I’m Keith, a person in long-term recovery from alcohol, opiates, methamphetamine and any other damned thing I could put in my body to transport me from here and now to some other there and then. Life, you see, made me feel homeless, like a refugee dropped in a land that would never be his. My purpose, every single time I used, whether smoking, shooting, snorting or drinking, was to escape from under the unbearable weight of existence—or at least existence in the bodily, mentally and spiritually wasteland that was Keith.
I changed the universe by getting messed up, or at least I changed my perception of that cold, dark, empty place. No longer was I little, timid and ascared of the world and its people. Once high or drunk, I was not only bigger and stronger and braver, I was also smarter and funnier and a better dancer. Or at least that’s how I felt—and I’d accepted feelings are what matter. Rather than change my circumstances to change my emotional response, I’d discovered a shortcut, a life hack: I’d change my feelings to make null and void my circumstances. If I felt good, I was good, no matter how my life might look to others.

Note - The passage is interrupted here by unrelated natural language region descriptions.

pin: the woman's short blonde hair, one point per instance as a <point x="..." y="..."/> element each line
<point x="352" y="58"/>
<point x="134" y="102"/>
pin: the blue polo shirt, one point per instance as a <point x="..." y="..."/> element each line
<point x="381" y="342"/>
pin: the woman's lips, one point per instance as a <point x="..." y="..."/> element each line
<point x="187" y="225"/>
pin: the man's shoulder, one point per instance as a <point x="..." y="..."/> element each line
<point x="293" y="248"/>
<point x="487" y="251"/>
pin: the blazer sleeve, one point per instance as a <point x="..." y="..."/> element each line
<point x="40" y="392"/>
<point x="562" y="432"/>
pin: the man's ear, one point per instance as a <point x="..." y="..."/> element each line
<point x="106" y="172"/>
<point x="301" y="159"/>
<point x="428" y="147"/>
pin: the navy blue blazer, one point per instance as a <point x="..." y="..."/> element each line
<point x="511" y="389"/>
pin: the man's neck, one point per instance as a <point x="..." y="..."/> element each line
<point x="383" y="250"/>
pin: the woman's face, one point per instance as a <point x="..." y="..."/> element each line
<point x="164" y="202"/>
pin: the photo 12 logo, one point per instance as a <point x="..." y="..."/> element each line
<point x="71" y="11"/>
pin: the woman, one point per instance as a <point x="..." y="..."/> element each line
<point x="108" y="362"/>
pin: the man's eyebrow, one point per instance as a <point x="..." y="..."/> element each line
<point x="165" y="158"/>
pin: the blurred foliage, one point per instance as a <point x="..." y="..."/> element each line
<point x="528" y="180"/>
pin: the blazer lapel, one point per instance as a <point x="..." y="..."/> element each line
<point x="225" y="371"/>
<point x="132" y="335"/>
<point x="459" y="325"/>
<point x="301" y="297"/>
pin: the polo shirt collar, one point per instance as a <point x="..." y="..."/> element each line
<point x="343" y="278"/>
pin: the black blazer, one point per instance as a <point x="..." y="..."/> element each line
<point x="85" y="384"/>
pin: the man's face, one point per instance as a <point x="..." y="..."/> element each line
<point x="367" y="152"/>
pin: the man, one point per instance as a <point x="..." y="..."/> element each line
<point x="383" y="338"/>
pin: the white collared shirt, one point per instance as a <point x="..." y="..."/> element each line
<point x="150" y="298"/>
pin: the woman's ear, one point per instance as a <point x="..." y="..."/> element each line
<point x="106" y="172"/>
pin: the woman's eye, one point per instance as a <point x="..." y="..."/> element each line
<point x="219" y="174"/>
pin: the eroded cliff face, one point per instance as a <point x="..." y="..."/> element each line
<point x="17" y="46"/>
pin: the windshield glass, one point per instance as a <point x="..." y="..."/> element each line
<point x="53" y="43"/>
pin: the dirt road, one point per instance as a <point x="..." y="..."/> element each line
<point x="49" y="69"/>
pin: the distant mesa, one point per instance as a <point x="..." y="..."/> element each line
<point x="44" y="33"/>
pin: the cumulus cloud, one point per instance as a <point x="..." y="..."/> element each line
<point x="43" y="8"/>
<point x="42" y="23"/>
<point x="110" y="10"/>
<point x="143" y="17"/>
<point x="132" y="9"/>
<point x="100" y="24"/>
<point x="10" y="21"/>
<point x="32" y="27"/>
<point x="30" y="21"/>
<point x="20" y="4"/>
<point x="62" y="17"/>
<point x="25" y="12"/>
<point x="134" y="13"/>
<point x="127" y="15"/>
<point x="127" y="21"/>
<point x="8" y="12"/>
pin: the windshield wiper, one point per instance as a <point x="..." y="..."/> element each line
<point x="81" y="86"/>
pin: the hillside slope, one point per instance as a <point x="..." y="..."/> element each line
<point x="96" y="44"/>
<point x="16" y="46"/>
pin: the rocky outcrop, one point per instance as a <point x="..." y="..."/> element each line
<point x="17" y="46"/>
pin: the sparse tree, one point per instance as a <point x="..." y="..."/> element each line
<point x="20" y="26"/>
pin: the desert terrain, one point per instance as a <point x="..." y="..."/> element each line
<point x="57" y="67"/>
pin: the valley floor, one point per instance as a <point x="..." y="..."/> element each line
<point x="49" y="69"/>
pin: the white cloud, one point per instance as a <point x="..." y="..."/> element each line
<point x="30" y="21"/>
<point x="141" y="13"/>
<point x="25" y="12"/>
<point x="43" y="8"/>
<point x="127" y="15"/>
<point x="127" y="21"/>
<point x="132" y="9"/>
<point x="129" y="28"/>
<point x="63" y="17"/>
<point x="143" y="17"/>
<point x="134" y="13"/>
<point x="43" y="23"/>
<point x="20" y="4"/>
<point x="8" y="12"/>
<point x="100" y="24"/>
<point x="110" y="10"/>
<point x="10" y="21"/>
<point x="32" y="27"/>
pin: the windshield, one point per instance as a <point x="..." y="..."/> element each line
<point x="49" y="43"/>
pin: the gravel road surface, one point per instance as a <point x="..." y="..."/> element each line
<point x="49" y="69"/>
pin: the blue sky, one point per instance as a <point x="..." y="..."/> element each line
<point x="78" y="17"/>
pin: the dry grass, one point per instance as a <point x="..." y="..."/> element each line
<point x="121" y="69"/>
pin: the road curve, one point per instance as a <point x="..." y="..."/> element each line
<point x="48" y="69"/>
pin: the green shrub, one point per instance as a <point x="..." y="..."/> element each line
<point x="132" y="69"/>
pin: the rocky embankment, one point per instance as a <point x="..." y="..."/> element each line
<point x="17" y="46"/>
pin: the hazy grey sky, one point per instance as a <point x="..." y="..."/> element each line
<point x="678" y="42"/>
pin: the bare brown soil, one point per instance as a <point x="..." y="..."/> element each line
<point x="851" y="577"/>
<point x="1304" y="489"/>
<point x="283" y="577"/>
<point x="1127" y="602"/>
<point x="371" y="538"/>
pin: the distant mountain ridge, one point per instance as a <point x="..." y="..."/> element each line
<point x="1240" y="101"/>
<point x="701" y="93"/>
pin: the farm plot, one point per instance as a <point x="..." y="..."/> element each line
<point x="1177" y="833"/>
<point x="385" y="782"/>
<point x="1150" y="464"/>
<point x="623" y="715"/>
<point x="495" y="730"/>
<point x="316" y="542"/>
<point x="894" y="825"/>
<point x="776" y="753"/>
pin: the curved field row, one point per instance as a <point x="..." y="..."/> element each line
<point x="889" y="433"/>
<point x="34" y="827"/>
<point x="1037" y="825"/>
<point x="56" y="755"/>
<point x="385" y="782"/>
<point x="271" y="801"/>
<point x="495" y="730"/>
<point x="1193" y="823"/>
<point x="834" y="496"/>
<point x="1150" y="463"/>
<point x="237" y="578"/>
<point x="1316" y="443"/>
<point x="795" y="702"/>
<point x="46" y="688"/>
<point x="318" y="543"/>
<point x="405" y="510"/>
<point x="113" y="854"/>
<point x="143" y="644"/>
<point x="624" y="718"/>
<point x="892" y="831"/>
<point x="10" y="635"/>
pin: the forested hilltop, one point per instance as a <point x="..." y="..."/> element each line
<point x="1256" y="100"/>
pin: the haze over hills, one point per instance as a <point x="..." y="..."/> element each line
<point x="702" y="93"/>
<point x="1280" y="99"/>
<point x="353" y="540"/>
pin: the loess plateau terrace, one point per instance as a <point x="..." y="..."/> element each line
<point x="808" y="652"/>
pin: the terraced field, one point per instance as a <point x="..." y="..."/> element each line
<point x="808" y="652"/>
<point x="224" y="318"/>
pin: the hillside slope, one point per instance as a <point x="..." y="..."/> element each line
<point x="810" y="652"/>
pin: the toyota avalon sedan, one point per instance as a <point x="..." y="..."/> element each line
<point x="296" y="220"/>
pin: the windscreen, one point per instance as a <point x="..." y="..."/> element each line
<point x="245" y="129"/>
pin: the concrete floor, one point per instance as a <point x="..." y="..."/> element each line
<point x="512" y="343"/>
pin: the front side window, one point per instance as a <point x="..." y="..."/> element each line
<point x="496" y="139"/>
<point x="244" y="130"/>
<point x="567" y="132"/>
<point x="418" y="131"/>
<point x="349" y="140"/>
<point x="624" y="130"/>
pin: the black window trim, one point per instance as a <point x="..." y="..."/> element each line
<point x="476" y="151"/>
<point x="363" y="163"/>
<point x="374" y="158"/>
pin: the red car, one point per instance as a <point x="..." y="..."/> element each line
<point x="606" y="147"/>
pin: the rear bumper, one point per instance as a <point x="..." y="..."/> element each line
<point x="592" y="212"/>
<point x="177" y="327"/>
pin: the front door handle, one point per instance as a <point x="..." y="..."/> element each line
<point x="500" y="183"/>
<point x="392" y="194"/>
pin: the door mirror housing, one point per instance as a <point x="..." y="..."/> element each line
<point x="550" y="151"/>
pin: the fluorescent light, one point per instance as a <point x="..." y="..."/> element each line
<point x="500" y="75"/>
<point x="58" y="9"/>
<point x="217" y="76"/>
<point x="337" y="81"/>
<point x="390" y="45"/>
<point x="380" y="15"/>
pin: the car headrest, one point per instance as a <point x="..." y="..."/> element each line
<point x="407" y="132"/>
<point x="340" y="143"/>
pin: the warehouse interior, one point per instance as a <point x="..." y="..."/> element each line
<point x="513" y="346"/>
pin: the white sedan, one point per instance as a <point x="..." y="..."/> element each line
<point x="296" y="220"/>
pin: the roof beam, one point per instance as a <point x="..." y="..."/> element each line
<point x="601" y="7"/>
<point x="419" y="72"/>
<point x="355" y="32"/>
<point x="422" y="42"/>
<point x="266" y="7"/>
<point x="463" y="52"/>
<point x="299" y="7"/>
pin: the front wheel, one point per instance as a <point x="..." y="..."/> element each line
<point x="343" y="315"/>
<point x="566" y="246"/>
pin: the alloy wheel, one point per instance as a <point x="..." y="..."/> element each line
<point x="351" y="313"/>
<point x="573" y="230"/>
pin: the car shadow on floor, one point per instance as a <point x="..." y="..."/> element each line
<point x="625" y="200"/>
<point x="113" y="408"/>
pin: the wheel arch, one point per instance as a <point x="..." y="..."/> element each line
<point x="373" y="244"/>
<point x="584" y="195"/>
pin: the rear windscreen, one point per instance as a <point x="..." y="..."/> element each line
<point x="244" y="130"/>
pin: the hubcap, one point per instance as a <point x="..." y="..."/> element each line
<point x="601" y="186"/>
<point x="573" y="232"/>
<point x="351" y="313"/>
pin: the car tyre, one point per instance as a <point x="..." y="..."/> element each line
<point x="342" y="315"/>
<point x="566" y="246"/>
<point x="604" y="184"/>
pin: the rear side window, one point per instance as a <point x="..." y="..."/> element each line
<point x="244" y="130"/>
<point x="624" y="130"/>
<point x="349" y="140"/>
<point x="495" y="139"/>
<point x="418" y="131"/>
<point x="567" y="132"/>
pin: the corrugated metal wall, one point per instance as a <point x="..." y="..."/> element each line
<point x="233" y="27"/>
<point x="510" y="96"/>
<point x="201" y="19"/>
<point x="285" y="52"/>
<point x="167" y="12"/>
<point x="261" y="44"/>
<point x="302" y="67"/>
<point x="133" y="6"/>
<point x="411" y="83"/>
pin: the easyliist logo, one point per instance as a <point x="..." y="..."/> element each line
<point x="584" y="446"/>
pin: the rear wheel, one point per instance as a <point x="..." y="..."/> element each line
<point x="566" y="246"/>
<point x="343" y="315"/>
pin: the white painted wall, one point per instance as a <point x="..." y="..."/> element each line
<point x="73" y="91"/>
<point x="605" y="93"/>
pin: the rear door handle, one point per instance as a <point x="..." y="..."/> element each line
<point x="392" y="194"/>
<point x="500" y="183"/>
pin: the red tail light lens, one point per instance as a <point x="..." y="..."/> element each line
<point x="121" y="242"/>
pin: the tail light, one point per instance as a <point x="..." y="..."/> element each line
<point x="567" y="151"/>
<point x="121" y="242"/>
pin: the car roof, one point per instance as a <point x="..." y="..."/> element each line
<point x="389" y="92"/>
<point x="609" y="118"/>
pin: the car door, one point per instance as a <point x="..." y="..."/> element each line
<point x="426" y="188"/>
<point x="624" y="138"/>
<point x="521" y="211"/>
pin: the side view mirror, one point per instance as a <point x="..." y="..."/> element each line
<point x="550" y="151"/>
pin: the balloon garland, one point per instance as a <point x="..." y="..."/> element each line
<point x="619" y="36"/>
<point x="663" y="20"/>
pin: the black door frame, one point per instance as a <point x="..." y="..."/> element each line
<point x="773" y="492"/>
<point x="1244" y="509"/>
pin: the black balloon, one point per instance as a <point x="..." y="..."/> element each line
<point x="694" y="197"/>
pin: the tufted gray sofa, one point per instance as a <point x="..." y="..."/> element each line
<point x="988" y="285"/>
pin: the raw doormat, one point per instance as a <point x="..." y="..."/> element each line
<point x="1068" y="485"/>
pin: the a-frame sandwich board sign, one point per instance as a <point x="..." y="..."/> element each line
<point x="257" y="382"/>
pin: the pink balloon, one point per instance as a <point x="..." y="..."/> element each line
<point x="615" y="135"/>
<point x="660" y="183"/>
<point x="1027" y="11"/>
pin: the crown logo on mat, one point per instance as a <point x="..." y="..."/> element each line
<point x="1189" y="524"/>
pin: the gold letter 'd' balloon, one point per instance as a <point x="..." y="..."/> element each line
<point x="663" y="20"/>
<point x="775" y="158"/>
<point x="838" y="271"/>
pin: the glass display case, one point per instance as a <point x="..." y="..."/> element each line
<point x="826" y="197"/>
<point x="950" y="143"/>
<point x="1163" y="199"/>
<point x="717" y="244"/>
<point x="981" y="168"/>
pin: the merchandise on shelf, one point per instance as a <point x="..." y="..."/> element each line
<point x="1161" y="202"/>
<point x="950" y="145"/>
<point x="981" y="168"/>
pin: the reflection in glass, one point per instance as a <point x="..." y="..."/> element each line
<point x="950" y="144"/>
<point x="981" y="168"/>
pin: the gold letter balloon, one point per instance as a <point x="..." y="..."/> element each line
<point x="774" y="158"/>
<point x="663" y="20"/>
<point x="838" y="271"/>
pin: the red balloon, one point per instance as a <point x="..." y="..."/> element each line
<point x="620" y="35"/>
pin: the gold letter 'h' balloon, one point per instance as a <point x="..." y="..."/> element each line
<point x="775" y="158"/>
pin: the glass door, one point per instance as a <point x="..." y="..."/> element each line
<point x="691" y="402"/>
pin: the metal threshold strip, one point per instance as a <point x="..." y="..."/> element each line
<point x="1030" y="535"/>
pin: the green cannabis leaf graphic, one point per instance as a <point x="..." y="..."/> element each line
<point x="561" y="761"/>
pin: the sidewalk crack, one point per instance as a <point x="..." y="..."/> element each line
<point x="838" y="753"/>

This genius move on my part, of course, had long-term consequences, but using my keen alcoholic and addict mind, I created a corollary to the thesis that feelings trump facts. To wit: Only the lame look past the instant, past the immediate gratification—those of us who understand life live only in the moment. After all, doesn’t the Bible say “Eat, drink and be merry, for tomorrow we die?” (For the record, the answer is No, sort of. Solomon, in Ecclesiastes, says “there is nothing better for a person under the sun than to eat and drink and be glad.” Likewise, Isaiah says, “Let us eat and drink . . . for tomorrow we die,” but in the context of condemning the people of Israel for their hedonism and impiety.) In active addiction, I controlled the world by manipulating my feelings, giving no thought to tomorrow.
This life hack, of course, is the equivalent of mortgaging the future for the pleasures of the moment, like living off credit cards with ever-increasing balances and no intention of payment. Either of those might be acceptable, except for the damned tenacity of life. If I’d died at 30 or 35 or 40 or 45, the decision might have made sense to leave this vale of tears with a huge balance due. (Un)fortunately, life sticks to one like gum to a shoe—it won’t leave until it does. At 47, I’d watched my reality become steadily worse—from marriage and house and successful career to isolation and homelessness and drinking mouthwash to stave off the DTs. Also, booze and drugs had maintained their power to transform the universe, but only for brief periods followed by drinking into blackouts and oblivion. In short, I was at a jumping-off point—and was ready to jump out of life and into the abyss. With a suicide plan in place, I waited for a bus to take me to my destiny. My appointment with the hereafter, though, was postponed by the first moment of true clarity I’d experienced in years. I didn’t have to die. Life could be better. Maybe I could find a way to re-empower booze.
Because I live in a country with universal health care Because I am a veteran with guaranteed health care for life, I went to the VA Medical Center in Manchester, walked into Urgent Care, and said to the nurse behind the counter, “Hi. My name’s Keith Howard and I don’t want to be alive any more.” At that moment, I surrendered, first to an ambulance ride to White River Junction VA Hospital, then to the psychiatric unit there, then to my alcoholism and addiction and then to a program of recovery. I learned to listen to others who had been in my situation—and had found a way out that wasn’t a final exit. I learned I wasn’t unique in my feelings or in my practice of better/worse living through chemistry. I learned how to live in my skin, experience my situation, feel my feelings. Little by slowly, over time, I learned how to live without needing an escape vehicle. I was home.
September is National Recovery Month, whatever meaning that may have. It’s also, National Yoga Month, National Honey Month and National Prostate Health Month. Once you’ve relaxed, sweetened-up and prepared for a prodding, think about those around you who have escaped the need for escape, who have managed to live life without chemical assistance and who have transformed their lives from quiet desperation to quieter inspiration. And know, really and for true, that if you need help in that transformation, people like me and everyone else at Hope for New Hampshire Recovery are there for you.